La proposta del Congresso Nazionale
Indigeno (CNI) e degli zapatisti è un appello molto ampio
che viene rivolto all’intera società e che esige risposte chiare e impegnate.
Ci chiama innanzitutto a
prestare attenzione alla situazione dei popoli indigeni, alla costante
aggressione a cui sono sottoposti, alla dignità di cui danno prova sul fronte
dell’attuale guerra a cui sono stati condotti. Imparare a vedere con chiarezza quello
che si sta verificando con loro è anche un modo per approfondire la
comprensione della situazione attuale, che riguarda tutte e tutti. Siamo chiaramente in
un momento di pericolo, e prestare l’orecchio al richiamo del CNI è un modo per
svegliarci.
L’appello è molto esplicito: non è rivolto
soltanto ai popoli indigeni. Anche il Consiglio Indigeno di Governo non è
soltanto per loro. Cercano alleanze con persone e gruppi molto diversi, con l’immensa gamma
di scontenti che sono emersi e in particolare con quelli che condividono
la loro scelta anticapitalistica e lottano come loro dal basso e a sinistra. Non si mettono a
competere con nessuno per i voti, perché il loro obiettivo è quello di mettere
in luce le condizioni attuali dei popoli indigeni e di contribuire alla
ricostruzione sociale e politica, smantellando gli apparati marci dello Stato.
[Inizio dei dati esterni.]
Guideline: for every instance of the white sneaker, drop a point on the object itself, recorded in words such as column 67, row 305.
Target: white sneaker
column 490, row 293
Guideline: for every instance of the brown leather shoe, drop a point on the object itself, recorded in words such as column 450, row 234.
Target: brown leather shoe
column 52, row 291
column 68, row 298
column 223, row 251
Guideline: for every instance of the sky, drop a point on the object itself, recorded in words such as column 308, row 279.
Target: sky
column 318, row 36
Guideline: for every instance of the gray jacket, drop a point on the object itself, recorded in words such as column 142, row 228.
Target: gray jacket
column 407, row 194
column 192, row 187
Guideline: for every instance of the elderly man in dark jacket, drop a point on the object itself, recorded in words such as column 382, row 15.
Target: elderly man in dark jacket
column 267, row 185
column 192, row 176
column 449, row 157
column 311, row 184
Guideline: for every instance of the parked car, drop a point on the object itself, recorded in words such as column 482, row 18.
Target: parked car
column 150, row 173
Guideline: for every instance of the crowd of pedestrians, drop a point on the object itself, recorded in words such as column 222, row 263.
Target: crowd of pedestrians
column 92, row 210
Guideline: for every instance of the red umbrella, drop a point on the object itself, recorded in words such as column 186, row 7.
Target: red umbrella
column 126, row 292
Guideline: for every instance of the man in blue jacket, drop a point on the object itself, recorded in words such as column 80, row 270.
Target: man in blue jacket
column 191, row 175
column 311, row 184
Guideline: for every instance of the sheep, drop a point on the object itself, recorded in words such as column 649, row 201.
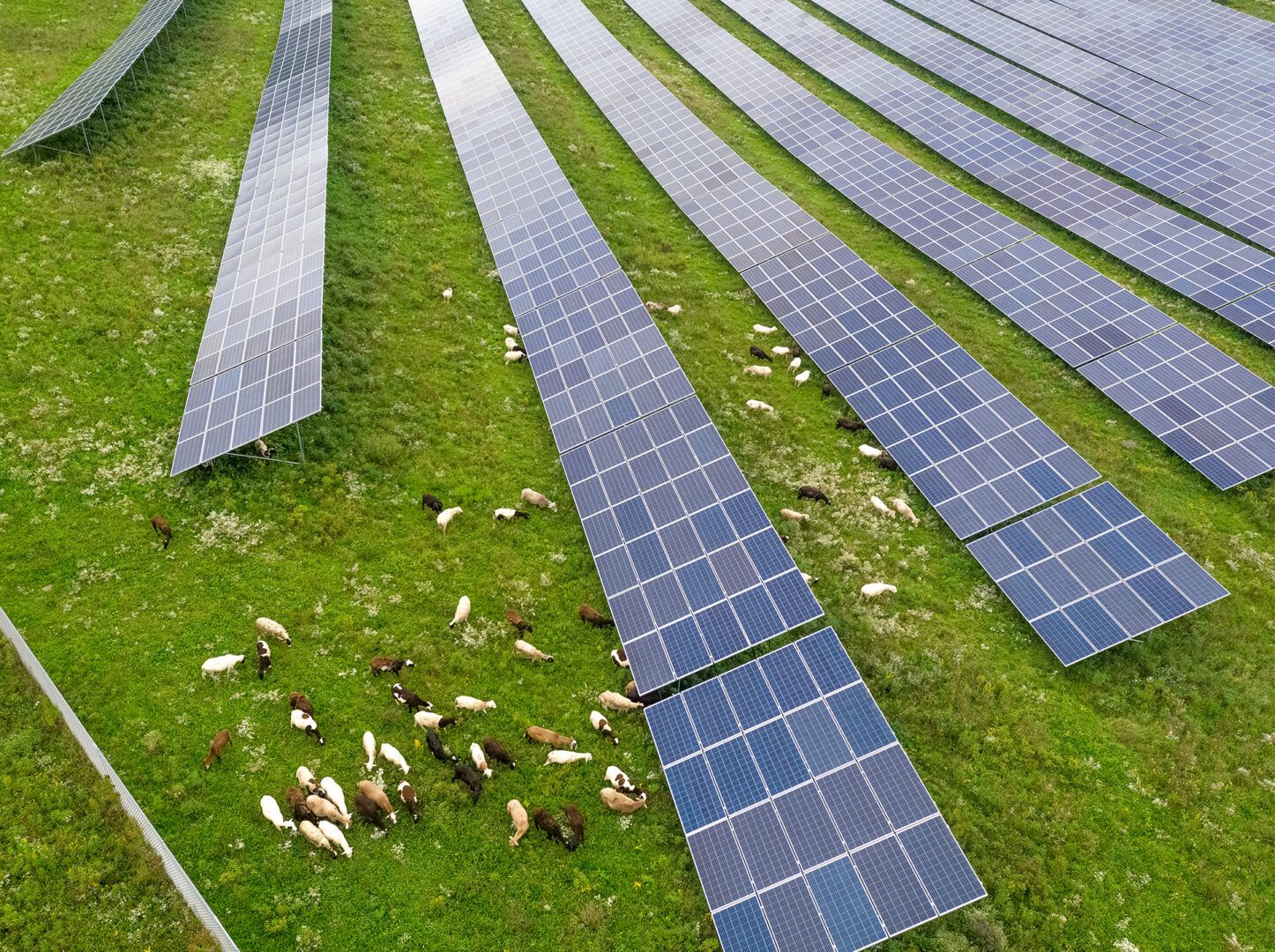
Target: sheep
column 495, row 749
column 311, row 832
column 874, row 589
column 391, row 754
column 218, row 747
column 462, row 614
column 602, row 725
column 271, row 628
column 591, row 614
column 518, row 814
column 336, row 839
column 383, row 664
column 220, row 666
column 480, row 758
column 528, row 651
column 466, row 775
column 543, row 735
column 575, row 820
column 408, row 795
column 162, row 529
column 436, row 748
column 429, row 719
column 271, row 811
column 538, row 500
column 616, row 800
column 305, row 722
column 446, row 517
column 377, row 795
column 617, row 703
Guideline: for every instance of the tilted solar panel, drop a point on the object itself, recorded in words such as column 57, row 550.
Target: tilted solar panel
column 809, row 826
column 1092, row 571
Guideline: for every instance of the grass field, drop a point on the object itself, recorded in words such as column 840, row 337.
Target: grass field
column 1121, row 803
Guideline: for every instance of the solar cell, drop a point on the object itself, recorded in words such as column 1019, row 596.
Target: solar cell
column 809, row 829
column 259, row 362
column 88, row 91
column 1092, row 571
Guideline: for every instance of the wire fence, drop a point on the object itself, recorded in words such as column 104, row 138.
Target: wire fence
column 194, row 899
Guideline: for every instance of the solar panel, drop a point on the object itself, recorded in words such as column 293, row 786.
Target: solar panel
column 809, row 826
column 691, row 568
column 88, row 91
column 1092, row 572
column 1218, row 416
column 975, row 452
column 259, row 365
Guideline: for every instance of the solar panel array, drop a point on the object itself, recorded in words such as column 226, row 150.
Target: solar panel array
column 1197, row 260
column 808, row 823
column 1092, row 572
column 691, row 568
column 89, row 88
column 834, row 303
column 260, row 361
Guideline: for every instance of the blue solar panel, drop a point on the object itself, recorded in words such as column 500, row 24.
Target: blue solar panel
column 1092, row 572
column 801, row 844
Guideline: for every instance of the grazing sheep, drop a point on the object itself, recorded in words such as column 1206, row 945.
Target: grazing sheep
column 466, row 775
column 305, row 722
column 529, row 651
column 446, row 517
column 272, row 628
column 575, row 820
column 311, row 832
column 391, row 754
column 617, row 703
column 594, row 617
column 391, row 664
column 377, row 795
column 616, row 800
column 436, row 748
column 462, row 614
column 162, row 529
column 408, row 795
column 543, row 735
column 218, row 747
column 480, row 758
column 602, row 725
column 220, row 666
column 496, row 751
column 518, row 814
column 271, row 811
column 538, row 500
column 429, row 719
column 874, row 589
column 336, row 839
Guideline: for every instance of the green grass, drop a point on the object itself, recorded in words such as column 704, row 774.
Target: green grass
column 1127, row 798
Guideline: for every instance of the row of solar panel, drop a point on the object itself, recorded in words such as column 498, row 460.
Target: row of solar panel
column 1070, row 308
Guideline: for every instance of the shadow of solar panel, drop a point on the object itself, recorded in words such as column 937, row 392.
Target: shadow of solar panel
column 1215, row 414
column 798, row 841
column 977, row 454
column 1092, row 572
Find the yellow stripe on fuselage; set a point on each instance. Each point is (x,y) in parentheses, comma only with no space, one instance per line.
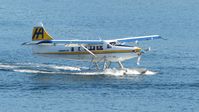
(85,52)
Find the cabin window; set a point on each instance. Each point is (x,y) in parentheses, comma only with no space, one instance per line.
(99,48)
(113,43)
(92,48)
(72,49)
(109,46)
(79,49)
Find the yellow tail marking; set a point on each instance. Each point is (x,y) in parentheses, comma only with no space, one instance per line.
(39,33)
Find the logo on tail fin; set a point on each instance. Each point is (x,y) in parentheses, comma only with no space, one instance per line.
(39,33)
La proposta riaccende innanzi tutto
vecchi dibattiti sull’identità indigena, che possono essere appassionanti e
produttivi, ma anche destabilizzanti e pericolosi.
Bisogna riconoscere, prima di tutto, che la maggior parte di
coloro che appartengono a popoli indigeni non definiscono se stessi come
‘indigeni’.Associano la loro identità fondamentale alle loro matrie [declinazione al femminile
del termine patriarcale ‘patria’], ai luoghi della Madre Terra a cui
appartengono e ai popoli di cui fanno parte. Sono zapotechi del Rincón o triquidi Chicahuaxtla, o più chiaramente sono ciò che
dicono nelle loro lingue quando esprimono ciò che sono stati e sono “gli uomini
della vera parola”, ad esempio. Non si chiamano indigeni.
Il termine indigeno ha cominciato ad
essere utilizzato quando si è riconosciuto che ‘indio’ era un’espressione
peggiorativa, ma questo non ha eliminato il carattere coloniale dell’etichetta
applicata ai popoli assai diversi che esistevano nel territorio invaso dagli
spagnoli. La Reale Accademia mantiene le accezioni peggiorative di ‘indio’ e
mette in luce l’equivoco coloniale di ‘indigeno’: “originario del Paese in
questione”. I
popoli di qui esistevano prima del Paese…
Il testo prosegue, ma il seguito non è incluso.